(by Polymath) This page is part of the Advanced High School Math Project.

If you don't know what Morley's theorem says, I urge you not to look it up just now. I'll tell you what it says at the end of this proof. This proof is not the shortest one (which you can find in many places, and is due to John Conway—I will post a link at the end to his proof), but it is the one I've found that's most accessible to high school students. Other proofs are either too advanced for most people (sometimes including myself), or confusing in their notations. This proof uses only basic, first-year high school geometry. It was found online by a student of mine, but I've tried to find it myself, and I can't. I am eager to give credit where it is due, and if anyone finds the link, I will happily cite it here. My proof is a reconstruction from some notes and from my memory, and the presentation will thus probably differ somewhat from that source anyway.

First, start with an equilateral triangle called XYZ. It is drawn in red below. Then replicate that triangle three times, and arrange them as shown in blue below.

Now choose 3 positive numbers called *a*, *b*, and *c*. But be sure those three numbers add up to 60. Draw a line from point X that makes an angle of *c* degrees from the blue triangle, a line from Z that makes an angle of *a* degrees, then one more from Z making an angle of *b* degrees, and one from Y making an angle of *c*
degrees again. Those lines are shown below in black, with the angles
labeled to show you what I mean. Call the intersection of those lines
B and A as indicated. Note that because the angles of the equilateral
triangles are each 60°, and no two of *a*, *b*, and *c* add up to more than 60°, the lines I drew can't be parallel, and thus the points B and A are well-defined.

So consider triangle BXZ. The two angles at X and Z add up to:

(60°+ *c*) + (60° + a) = 120° + (*a* + *c*) = 120° + (60° – *b*) = 180° – *b*.

Since the angles in that triangle must add to 180°, angle B must measure *b* degrees.
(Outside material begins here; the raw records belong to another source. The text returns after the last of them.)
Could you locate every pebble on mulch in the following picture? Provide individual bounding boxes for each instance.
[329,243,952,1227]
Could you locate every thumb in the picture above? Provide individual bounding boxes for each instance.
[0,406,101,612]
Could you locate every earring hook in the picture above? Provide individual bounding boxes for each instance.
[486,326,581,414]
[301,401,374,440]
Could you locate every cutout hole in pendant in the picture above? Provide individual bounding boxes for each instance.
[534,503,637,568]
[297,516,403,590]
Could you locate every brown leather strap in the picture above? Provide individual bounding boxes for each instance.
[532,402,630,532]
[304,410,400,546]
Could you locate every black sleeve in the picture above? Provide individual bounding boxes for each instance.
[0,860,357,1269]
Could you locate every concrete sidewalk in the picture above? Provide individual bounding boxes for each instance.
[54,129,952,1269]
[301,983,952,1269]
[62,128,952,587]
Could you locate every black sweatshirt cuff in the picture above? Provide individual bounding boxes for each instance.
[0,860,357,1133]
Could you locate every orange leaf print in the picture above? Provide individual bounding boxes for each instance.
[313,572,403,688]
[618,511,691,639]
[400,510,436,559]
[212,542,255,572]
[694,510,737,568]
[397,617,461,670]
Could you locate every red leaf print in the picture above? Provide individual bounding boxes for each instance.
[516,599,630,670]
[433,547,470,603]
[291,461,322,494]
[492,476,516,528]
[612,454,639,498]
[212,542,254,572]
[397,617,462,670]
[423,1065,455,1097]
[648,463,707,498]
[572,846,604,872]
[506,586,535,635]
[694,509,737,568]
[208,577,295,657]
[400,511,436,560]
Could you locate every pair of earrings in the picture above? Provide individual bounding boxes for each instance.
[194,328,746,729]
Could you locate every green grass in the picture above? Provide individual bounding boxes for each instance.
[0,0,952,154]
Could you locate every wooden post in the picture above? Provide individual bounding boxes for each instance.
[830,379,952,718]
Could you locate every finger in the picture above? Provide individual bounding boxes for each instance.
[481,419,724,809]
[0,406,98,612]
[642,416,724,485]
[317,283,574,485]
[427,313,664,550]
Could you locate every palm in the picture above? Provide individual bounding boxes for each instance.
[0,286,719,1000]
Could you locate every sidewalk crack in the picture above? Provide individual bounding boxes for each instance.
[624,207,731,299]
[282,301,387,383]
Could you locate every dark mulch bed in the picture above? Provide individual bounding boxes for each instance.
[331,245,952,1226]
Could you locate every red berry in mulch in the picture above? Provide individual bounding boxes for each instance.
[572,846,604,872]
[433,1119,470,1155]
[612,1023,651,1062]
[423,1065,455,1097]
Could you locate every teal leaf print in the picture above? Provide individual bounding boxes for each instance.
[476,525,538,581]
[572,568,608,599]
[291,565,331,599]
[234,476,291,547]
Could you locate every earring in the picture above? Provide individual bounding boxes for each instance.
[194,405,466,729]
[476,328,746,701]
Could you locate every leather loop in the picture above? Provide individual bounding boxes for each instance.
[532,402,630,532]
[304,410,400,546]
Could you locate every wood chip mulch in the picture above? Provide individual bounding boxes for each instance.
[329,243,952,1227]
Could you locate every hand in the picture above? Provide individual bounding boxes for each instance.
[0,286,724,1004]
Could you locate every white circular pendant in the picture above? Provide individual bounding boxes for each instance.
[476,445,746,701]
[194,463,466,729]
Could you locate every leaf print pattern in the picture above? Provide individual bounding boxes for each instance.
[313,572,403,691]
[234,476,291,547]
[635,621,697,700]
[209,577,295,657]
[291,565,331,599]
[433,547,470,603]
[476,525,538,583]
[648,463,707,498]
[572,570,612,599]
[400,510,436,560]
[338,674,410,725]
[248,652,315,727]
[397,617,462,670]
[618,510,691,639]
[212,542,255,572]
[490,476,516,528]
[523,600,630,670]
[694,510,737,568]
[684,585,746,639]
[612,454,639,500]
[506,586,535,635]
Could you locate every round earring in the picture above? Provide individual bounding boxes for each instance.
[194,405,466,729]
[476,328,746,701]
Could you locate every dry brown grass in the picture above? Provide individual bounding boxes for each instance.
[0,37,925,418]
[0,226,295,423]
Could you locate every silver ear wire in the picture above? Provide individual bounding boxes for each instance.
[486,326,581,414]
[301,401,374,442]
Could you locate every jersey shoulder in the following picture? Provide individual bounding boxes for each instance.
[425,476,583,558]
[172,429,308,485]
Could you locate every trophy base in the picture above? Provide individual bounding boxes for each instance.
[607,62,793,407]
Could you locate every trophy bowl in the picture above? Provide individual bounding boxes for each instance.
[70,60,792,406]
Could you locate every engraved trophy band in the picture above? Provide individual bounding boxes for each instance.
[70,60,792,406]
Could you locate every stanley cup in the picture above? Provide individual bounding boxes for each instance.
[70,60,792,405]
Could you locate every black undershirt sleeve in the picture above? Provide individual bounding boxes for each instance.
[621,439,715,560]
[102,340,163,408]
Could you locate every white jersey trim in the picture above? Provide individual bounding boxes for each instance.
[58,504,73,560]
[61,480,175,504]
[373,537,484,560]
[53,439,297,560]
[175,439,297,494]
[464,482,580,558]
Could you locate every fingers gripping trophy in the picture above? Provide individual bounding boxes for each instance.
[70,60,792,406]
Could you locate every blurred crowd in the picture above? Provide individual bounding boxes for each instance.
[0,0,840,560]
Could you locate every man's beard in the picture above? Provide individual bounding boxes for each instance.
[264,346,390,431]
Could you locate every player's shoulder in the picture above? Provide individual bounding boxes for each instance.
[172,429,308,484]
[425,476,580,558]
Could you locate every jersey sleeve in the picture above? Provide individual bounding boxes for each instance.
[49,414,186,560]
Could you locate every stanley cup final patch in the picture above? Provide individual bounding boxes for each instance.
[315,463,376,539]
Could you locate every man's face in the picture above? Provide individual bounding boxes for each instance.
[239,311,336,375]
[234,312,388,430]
Similarly, angle A must measure *a*
degrees. That is reflected in the next diagram below, as are two
extensions of the blue lines out to points S and T, which we will need
next.

Because triangles SXZ and TYZ both contain one angle of 60°, one angle of (60 + *c*)°
and a side of the original equilateral triangle, they are congruent by
ASA, and thus SZ = TZ. Furthermore, triangles SBZ and TZA each contain
an angle measuring *a* and *b*, and are thus similar. This
gives the first proportion below, and the second equals sign is from the
congruent segments we just proved.

Calculate next the measures of two angles. First, in triangle ZTA, angle T measures 180° – (*a *+ *b*). This angle is marked with a # below. Second, angle BZA is obtained by subtracting angles measuring *a* and *b* from the blue straight angle, making angle BZA also measure 180° – (*a* + *b*).
So if we draw in segment BA, the new triangle we formed (BZA) must be
similar to triangle ZTA, since they have one congruent angle, and the
sides creating that angle are proportional.

This makes the other two angles of triangle BZA also measure *b* and *a*.
And if we duplicate that same proof around points X and Y, we create
triangle ABC below. Note that this triangle has angles adding up to 3*a* + 3*b *+ 3*c*, which of course is 180°.

But imagine that you were given an arbitrary triangle to begin
with. If you trisect the angles of that triangle, the angles created
conform to the initial condition above that *a *+ *b* + *c *= 60°. Thus I could always create a diagram like the one above using the angles of any given triangle—divided by 3—as *a*, *b*, and *c*. If you scale that diagram appropriately, it will result in a triangle ABC that is the same as the arbitrarily given one.

Morley's theorem (1899): The three points of intersection of adjacent trisectors of the angles of any triangle form an equilateral triangle.

Morley proved this as a corollary to some other very complicated calculations of conic sections (I think) based on certain properties of triangles. But the simplicity of the fact (sometimes now known as Morley's Miracle) led to many different proofs, many understandably involving trigonometry. Conway's proof is the shortest, and doesn't use trigonometry or complex numbers or group theory (like some of the proofs), but it uses a notation that takes getting used to, and I doubt that high school students would be able to follow it as easily as this proof.

I, for one, find Morley's Miracle almost staggeringly unbelievable.